In the case at bar, the jury found that the elevator was not in motion when the plaintiff attempted to enter it, so that *Page 641 the denial of the instruction asked for did not affect their verdict.
If this finding was right, all claim that there was contributory negligence on the part of the plaintiff fails. While the evidence on this point does not remove all doubt, and there are inconsistencies in the testimony of the witnesses on both sides. we cannot say that the jury were wrong in their conclusion. It is perhaps improbable that if the plaintiff had placed her foot upon the elevator-threshold and then it had begun to rise she would have been thrown forward as she was, but it is not impossible. The momentum of her step forward might have carried her onward, as she describes. On the other hand, it is extremely unlikely that she rushed forward and sprang towards the elevator while it was visibly moving upwards, and already six inches or more from the floor. It may be that neither witness describes the occurrence with perfect accuracy, and the jury were at liberty to consider so much of the testimony as they thought to be true, and thence to deduce their conclusion.

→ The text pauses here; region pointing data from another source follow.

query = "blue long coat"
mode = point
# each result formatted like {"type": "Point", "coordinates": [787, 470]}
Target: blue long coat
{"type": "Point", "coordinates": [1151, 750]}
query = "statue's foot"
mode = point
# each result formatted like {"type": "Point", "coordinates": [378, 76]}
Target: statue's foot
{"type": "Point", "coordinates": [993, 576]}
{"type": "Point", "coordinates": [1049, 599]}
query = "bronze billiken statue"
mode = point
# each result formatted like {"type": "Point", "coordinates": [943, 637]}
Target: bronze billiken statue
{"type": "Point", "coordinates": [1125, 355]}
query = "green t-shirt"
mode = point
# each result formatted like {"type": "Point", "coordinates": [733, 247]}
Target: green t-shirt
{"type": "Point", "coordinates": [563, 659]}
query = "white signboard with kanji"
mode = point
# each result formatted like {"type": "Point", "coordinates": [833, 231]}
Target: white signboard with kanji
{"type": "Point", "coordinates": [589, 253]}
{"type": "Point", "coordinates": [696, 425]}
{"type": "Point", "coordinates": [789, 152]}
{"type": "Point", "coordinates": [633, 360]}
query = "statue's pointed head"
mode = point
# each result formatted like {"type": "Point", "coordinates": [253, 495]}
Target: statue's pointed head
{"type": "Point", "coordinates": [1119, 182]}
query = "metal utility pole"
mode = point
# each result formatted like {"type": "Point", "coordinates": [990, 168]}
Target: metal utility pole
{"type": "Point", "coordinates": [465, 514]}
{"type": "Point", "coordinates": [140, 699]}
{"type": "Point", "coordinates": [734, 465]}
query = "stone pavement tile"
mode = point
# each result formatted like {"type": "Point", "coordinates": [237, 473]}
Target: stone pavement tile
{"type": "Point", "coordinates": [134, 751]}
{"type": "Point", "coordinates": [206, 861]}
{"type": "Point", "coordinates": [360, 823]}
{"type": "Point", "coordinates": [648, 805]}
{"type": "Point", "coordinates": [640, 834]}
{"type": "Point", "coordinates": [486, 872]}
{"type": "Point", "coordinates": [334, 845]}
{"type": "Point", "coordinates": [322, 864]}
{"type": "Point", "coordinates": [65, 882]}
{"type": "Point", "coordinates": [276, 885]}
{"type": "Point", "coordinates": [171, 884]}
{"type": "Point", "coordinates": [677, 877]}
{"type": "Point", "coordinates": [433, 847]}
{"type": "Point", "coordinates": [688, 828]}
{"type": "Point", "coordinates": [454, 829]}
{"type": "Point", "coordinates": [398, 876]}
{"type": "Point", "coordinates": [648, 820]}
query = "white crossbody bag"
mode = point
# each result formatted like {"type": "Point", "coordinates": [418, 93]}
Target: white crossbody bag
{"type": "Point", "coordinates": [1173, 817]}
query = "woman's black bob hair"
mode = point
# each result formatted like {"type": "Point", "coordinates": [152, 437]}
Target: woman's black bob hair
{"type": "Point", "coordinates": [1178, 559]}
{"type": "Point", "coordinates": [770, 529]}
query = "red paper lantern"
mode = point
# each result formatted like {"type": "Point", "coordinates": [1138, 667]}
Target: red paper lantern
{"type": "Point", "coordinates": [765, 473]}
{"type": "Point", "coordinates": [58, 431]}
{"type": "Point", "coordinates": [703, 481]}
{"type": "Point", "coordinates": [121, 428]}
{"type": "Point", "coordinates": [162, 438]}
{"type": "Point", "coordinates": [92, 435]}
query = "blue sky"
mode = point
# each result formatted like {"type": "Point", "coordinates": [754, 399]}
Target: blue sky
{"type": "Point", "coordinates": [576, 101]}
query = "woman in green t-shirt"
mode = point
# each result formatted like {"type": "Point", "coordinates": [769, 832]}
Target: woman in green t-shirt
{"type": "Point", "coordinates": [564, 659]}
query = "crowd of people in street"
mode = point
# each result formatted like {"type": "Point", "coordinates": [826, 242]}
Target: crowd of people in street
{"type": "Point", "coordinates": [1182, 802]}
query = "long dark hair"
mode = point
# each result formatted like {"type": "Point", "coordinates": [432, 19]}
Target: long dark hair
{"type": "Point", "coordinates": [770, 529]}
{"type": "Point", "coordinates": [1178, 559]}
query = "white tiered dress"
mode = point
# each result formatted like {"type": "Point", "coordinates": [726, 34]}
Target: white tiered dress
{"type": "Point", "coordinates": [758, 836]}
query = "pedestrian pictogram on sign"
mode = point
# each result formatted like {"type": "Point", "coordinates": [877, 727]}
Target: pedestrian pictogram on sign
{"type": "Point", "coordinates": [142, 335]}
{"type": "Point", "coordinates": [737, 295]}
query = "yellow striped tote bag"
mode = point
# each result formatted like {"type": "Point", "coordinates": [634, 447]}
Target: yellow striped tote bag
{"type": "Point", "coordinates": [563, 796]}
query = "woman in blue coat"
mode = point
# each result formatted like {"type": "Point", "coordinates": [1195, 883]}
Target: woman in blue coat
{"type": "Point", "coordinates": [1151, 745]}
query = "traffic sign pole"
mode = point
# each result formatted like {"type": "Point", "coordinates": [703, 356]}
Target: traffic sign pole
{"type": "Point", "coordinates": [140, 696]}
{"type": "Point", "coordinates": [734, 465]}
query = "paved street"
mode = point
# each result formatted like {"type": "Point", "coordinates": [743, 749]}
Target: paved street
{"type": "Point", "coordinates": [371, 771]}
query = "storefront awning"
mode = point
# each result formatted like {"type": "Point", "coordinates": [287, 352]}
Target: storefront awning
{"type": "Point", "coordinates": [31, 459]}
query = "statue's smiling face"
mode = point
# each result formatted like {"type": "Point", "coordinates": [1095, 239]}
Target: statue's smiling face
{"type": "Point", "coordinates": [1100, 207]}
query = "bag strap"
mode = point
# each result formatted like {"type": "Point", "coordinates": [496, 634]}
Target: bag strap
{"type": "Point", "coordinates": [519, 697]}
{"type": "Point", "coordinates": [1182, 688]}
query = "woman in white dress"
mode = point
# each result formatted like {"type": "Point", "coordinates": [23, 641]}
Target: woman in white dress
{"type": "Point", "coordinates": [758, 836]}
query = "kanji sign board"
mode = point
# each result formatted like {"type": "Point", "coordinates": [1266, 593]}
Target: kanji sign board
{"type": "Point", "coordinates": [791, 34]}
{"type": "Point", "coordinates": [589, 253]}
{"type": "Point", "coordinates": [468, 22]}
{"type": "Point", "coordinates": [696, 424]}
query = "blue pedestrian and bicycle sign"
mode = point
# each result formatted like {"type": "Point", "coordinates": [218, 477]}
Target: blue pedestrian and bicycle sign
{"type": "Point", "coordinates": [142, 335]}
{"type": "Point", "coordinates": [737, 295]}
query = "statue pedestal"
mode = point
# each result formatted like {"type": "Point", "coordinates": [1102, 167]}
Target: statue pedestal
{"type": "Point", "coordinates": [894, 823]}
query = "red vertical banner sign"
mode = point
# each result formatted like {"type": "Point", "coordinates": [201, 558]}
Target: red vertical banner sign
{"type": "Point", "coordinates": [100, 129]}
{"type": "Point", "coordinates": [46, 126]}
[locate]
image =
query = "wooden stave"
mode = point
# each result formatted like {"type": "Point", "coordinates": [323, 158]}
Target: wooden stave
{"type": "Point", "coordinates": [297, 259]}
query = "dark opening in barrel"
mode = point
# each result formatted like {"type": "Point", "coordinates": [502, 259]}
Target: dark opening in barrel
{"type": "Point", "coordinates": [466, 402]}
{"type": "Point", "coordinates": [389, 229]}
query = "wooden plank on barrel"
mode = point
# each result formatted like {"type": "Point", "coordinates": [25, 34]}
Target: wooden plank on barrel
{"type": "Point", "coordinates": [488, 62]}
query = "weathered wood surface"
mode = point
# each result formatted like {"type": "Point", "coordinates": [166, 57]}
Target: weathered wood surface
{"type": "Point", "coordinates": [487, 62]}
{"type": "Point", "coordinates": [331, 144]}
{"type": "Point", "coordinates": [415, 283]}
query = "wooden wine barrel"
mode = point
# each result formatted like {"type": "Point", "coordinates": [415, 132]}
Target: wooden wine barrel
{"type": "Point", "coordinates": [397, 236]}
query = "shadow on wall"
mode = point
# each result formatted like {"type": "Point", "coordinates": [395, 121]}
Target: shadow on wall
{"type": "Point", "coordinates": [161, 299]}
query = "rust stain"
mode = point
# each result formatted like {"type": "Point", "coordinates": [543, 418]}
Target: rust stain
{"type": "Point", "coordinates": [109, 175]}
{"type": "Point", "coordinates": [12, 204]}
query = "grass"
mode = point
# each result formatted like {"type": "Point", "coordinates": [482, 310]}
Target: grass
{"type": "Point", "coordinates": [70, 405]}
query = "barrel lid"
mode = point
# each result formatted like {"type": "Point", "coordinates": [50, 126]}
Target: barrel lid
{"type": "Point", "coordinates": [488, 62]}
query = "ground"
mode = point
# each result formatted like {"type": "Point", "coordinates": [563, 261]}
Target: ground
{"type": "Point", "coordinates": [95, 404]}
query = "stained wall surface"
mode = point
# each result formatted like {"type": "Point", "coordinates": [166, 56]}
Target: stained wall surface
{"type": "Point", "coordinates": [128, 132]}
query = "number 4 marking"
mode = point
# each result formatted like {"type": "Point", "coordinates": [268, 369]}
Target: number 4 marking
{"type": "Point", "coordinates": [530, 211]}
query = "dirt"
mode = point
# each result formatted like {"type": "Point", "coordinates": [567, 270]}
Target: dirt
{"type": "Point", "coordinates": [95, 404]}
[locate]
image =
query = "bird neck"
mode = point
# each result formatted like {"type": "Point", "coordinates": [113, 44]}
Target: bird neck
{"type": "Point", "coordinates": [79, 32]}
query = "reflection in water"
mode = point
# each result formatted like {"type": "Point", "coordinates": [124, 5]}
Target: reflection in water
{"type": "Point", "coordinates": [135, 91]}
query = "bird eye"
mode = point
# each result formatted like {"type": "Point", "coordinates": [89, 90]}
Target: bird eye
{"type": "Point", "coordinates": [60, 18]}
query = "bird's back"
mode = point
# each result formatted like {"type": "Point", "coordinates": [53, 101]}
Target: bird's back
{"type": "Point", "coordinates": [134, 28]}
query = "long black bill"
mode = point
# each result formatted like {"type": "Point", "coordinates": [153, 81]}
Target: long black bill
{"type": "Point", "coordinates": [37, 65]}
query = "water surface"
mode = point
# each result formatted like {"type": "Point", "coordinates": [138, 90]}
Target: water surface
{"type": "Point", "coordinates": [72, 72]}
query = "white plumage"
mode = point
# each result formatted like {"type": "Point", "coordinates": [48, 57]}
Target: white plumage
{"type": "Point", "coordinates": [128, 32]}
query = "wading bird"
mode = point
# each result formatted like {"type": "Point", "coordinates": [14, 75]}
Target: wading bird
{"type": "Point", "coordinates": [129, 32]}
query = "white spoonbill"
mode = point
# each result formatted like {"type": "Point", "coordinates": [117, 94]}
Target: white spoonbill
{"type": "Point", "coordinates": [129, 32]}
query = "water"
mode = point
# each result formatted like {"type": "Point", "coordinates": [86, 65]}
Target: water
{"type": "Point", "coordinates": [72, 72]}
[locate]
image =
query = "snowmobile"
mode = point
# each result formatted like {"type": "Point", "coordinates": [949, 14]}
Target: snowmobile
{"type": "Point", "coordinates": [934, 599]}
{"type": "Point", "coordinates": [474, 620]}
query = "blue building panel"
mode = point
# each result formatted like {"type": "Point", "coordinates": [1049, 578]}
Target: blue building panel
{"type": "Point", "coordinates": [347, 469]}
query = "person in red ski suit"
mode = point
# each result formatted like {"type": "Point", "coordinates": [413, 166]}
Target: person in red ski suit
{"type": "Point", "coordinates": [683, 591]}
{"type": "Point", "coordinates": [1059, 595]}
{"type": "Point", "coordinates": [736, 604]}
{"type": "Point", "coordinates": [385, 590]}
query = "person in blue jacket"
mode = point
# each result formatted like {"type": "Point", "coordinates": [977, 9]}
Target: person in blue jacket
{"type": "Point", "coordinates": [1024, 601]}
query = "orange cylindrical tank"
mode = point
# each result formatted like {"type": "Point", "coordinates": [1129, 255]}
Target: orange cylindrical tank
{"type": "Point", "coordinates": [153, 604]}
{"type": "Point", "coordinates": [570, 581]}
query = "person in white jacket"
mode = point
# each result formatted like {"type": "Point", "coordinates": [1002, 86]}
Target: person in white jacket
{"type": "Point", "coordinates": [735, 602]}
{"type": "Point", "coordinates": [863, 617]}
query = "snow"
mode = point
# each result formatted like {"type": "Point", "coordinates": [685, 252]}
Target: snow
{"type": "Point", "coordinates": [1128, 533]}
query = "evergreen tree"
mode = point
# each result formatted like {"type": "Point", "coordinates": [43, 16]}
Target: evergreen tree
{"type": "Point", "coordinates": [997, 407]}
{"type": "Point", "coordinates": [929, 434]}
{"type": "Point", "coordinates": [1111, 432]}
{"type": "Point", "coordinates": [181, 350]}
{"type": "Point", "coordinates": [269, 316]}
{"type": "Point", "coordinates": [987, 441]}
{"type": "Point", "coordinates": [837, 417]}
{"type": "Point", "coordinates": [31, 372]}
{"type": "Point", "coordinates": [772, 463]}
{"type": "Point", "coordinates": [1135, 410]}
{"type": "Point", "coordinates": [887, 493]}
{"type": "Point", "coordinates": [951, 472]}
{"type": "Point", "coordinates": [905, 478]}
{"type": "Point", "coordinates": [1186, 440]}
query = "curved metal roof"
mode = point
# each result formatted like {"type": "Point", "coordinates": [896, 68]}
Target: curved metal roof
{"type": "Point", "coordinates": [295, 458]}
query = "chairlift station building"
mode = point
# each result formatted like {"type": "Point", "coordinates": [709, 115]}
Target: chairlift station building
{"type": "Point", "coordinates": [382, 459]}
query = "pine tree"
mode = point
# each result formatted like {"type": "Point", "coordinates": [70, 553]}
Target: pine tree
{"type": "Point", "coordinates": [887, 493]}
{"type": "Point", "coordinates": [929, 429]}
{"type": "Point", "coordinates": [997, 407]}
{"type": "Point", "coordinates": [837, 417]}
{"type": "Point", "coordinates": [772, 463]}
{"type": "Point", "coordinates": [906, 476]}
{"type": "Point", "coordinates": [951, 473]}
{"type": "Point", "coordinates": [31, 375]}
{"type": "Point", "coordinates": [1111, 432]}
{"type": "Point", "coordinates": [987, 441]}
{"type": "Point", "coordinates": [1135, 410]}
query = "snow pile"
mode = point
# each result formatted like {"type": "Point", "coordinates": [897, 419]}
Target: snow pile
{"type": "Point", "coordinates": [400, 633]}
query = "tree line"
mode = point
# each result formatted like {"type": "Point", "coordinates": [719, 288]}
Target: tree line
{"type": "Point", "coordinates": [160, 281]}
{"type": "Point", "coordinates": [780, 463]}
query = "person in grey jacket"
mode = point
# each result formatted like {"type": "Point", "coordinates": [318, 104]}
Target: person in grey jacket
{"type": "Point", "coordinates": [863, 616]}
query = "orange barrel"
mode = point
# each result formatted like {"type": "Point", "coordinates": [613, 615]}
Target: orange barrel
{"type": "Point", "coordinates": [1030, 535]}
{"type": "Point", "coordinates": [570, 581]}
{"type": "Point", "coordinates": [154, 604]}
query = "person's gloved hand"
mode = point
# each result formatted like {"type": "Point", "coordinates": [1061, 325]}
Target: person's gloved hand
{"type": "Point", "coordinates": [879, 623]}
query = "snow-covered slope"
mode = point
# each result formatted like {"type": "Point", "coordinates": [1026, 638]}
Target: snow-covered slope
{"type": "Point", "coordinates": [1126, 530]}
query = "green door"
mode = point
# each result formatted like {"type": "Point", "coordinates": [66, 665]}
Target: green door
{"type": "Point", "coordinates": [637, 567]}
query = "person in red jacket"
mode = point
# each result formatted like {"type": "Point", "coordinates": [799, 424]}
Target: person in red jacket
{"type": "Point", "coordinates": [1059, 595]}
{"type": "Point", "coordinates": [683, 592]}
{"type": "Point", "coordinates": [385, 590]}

The second request to charge was properly refused. No contention was made that the attempt to pull the plaintiff into the elevator was actionable negligence. The claim was that while the servant was trying to do this he ought to have been attending to his business of controlling the elevator. The last request was to charge upon a question of fact, and for that reason was properly refused.
We cannot presume that the quotations from the statute made by plaintiff's counsel in his argument tended to prejudice the jury, for the court expressly charged them that they could not consider any violation of the statute as a ground of recovery, but only such allegations of negligence as were set out in the declaration; and, as we have seen, there was conclusive evidence of negligence on the part of the defendant's servant in his operation of the elevator.
The plaintiff in this case received very severe and permanent injuries, and the amount of damages assessed by the jury, though large, does not appear to us so excessive as to warrant the inference of any improper motive or state of *Page 642 mind in the jury. The principles which guide the court in reviewing the assessment of damages by a jury have been indicated too often to require repetition here.
Mulvey v. R.I. Locomotive Works, 14 R.I. 204; Boss v.Prov. Wor. R.R. Co., 15 R.I. 149; Luft v. Lingane,17 R.I. 420; Elliott v. Newport S.R. Co., 18 R.I. 707; McGowan v. Interstate c. Ry. Co., 20 R.I. 264; Stone v. Pendleton,21 R.I. 332; Swanson v. Union R.R. Co., 22 R.I. 122;McDonald v. Postal Tel. Co., 22 R.I. 131.
The petition for a new trial is denied, and the case is ordered to be remitted to the Common Pleas Division for judgment on the verdict.